Understanding response and resistance to targeted therapy and immune checkpoint blockade in melanoma and other cancers. In addition to understanding immune effects of targeted therapy, we have also contributed significantly to the understanding of resistance mechanisms to this form of therapy. This is critical, as resistance to therapy develops in nearly all patients with melanoma who are treated with these agents. To facilitate such studies, we collected longitudinal tumor biopsies and blood samples on patients with metastatic melanoma receiving this treatment, and performed a deep molecular analysis of resistance mechanisms in pre-treatment versus progression samples. We gained a great deal of insight through these analyses, with findings published in high impact journals such as Nature, Cancer Cell, Cancer Discovery, Cancer Research, Nature Medicine, PNAS, and Clinical Cancer Research. We have continued this translational research in other forms of targeted therapy in melanoma as well as in other cancers, with promising findings.

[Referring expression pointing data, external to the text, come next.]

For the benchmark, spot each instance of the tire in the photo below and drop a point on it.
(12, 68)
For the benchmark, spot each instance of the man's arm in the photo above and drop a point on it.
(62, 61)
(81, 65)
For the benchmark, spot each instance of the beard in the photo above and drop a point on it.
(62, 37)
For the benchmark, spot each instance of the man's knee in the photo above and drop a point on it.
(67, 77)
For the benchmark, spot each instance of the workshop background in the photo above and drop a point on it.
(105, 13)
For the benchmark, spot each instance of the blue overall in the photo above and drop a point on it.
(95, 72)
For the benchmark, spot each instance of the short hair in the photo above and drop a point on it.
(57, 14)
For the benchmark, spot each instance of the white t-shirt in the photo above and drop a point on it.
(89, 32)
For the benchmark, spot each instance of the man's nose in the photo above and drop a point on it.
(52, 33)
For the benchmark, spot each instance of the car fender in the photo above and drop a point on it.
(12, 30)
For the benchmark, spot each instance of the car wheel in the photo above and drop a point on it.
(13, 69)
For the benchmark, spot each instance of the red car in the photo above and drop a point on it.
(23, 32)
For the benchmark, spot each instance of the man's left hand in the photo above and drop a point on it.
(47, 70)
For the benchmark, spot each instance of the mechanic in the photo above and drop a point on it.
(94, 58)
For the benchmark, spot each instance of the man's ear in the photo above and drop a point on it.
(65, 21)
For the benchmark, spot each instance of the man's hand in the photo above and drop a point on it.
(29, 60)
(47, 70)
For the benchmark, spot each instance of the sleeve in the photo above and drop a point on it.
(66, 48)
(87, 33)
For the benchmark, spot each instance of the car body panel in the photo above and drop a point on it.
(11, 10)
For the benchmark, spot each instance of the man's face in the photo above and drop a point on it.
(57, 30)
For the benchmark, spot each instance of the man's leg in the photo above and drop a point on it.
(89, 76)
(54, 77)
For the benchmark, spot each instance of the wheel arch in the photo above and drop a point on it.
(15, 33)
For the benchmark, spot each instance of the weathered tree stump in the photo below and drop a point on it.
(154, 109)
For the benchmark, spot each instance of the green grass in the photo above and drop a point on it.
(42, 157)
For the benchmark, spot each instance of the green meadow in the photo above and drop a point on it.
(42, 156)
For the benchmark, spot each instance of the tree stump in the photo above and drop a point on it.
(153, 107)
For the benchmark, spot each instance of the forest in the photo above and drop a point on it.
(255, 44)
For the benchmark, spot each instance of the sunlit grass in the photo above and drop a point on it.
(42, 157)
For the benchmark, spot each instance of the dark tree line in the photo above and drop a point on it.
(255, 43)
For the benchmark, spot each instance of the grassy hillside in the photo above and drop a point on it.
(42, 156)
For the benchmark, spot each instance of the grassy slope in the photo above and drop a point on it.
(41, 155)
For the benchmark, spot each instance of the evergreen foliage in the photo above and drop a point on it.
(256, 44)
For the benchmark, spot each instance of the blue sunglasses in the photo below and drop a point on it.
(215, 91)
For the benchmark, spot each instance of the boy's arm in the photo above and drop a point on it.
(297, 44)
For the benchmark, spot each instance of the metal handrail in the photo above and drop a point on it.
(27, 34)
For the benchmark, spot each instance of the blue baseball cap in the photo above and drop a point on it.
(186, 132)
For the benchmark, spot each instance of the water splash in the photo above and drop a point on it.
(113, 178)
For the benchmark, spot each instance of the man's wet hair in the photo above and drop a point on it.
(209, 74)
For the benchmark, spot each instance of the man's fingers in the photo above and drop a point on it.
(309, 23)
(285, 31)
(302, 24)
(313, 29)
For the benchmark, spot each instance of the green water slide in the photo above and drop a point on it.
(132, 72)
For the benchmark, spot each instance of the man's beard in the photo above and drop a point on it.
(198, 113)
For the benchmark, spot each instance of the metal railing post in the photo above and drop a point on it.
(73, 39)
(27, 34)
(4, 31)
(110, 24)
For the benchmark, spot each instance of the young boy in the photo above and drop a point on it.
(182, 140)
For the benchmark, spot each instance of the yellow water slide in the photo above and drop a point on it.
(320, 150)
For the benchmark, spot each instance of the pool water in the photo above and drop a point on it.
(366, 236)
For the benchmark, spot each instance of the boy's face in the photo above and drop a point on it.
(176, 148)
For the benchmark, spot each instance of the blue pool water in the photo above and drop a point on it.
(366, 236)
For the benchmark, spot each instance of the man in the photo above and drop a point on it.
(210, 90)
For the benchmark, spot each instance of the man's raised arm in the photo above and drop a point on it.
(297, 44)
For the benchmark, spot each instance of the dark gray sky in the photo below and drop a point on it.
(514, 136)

        a.           Johannessen CM, et al., COT drives resistance to RAF inhibition through MAP kinase pathway reactivation. Nature. 2010 Dec 16;468(7326):968-72. PMCID: PMC3058384.

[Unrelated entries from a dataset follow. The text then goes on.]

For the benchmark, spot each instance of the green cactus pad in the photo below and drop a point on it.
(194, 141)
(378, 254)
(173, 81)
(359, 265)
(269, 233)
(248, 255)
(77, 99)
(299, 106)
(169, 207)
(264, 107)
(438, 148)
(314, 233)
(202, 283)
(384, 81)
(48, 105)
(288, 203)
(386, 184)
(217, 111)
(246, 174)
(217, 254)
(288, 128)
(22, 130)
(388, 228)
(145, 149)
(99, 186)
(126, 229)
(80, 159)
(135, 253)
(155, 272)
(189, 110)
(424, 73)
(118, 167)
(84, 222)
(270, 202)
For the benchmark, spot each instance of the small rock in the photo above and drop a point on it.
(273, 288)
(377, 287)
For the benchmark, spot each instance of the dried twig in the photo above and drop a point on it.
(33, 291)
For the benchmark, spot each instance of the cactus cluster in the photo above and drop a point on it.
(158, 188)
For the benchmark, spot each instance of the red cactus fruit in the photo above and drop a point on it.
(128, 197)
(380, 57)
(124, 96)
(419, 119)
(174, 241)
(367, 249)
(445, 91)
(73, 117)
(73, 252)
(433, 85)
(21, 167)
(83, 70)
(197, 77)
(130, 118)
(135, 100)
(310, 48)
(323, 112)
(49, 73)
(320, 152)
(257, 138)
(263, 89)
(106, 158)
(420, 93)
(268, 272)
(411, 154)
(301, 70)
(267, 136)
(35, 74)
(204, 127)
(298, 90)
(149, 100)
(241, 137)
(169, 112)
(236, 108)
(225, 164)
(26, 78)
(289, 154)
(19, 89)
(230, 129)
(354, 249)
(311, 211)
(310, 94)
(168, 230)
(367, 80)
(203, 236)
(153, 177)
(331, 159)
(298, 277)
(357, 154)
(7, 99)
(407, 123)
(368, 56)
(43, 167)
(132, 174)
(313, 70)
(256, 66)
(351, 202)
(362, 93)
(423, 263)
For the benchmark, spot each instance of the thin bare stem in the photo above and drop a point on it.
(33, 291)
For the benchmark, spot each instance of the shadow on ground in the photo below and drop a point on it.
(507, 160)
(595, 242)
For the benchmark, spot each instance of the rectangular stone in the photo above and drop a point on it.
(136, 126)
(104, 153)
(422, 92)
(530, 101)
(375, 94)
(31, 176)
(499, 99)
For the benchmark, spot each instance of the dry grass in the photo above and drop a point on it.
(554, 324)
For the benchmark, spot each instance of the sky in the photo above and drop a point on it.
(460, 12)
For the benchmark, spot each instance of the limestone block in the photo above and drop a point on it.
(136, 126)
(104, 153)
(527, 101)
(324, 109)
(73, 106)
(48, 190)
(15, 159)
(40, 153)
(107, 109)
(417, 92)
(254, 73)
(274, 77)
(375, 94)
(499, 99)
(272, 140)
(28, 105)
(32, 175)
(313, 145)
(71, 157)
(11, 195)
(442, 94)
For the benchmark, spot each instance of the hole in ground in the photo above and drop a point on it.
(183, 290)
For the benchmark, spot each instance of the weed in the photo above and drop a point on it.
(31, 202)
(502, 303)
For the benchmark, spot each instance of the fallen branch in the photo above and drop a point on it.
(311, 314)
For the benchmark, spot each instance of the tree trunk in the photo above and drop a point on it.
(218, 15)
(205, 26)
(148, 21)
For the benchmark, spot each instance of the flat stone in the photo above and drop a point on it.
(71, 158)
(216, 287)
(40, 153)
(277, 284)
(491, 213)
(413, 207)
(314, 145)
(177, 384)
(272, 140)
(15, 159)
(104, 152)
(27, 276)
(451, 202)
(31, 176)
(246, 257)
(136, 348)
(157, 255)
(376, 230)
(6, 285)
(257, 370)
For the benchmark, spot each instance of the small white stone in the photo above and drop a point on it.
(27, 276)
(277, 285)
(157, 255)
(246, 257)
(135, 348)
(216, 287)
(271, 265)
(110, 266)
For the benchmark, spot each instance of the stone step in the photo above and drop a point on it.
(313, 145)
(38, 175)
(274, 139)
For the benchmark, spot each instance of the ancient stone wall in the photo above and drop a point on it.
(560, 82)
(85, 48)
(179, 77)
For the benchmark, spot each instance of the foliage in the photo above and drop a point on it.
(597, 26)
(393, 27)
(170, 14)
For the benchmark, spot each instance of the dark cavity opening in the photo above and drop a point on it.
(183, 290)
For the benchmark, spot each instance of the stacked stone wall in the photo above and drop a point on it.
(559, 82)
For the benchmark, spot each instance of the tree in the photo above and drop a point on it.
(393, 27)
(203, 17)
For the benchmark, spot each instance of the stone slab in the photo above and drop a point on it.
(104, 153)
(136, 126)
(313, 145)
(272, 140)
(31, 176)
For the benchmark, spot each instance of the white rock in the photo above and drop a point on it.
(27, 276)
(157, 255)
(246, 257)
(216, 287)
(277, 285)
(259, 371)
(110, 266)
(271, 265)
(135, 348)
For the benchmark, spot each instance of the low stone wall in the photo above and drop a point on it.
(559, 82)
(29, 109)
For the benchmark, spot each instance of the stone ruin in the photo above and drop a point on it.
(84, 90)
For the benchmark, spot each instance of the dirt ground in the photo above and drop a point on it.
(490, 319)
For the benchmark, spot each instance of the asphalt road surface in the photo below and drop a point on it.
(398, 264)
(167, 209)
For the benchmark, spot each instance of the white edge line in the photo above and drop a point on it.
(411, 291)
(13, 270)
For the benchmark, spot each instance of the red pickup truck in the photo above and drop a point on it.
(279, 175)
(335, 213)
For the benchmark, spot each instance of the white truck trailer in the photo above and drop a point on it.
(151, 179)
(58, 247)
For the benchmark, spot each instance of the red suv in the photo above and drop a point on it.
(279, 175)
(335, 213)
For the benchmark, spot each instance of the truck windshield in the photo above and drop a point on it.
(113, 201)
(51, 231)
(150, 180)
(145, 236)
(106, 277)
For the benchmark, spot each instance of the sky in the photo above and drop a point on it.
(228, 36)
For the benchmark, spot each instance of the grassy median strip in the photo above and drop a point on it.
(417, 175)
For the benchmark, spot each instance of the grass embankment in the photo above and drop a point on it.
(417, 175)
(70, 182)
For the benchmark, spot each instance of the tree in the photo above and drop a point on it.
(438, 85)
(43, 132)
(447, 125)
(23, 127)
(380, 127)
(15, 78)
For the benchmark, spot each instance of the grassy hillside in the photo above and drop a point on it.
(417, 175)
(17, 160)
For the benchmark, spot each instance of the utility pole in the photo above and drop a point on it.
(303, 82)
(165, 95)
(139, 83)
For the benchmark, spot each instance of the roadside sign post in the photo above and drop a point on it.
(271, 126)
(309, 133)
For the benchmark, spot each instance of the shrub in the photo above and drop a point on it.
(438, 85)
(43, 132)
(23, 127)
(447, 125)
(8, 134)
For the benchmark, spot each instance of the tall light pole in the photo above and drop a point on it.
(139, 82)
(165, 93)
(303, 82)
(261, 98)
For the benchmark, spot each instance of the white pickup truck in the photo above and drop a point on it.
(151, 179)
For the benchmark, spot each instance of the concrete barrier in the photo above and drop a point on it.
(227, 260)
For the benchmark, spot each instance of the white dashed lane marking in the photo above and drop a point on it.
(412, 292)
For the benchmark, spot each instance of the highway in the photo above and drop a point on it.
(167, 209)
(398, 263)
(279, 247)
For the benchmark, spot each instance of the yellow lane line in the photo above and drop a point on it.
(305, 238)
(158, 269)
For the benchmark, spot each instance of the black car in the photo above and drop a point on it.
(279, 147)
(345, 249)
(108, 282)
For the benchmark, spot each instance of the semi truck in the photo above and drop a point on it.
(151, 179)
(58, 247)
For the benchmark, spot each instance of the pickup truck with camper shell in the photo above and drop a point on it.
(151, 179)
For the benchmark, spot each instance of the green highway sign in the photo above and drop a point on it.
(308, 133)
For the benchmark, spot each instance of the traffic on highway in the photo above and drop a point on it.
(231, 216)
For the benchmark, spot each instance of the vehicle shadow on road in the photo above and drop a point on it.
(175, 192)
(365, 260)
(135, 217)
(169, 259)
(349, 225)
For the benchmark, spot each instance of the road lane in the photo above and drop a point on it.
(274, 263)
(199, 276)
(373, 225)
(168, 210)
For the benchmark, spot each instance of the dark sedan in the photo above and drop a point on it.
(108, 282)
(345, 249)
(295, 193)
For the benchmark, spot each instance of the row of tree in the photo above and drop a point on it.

        b.           Berger MF, et al. Melanoma genome sequencing reveals frequent PREX2 mutations. Nature. 2012 May 9;485(7399):502-6. PMCID: PMC3367798.

        c.           Hodis E, et al. A landscape of driver mutations in melanoma. Cell. 2012 Jul 20; 150 ( 2):251-63. PMCID: PMC3600117.

        d.           Wagle N et al., MAP kinase pathway alterations in BRAF-mutant melanoma patients with acquired resistance to combined RAF/MEK inhibition. Cancer Discov. 2014 Jan;4(1):61-8. PMCID: PMC3947296.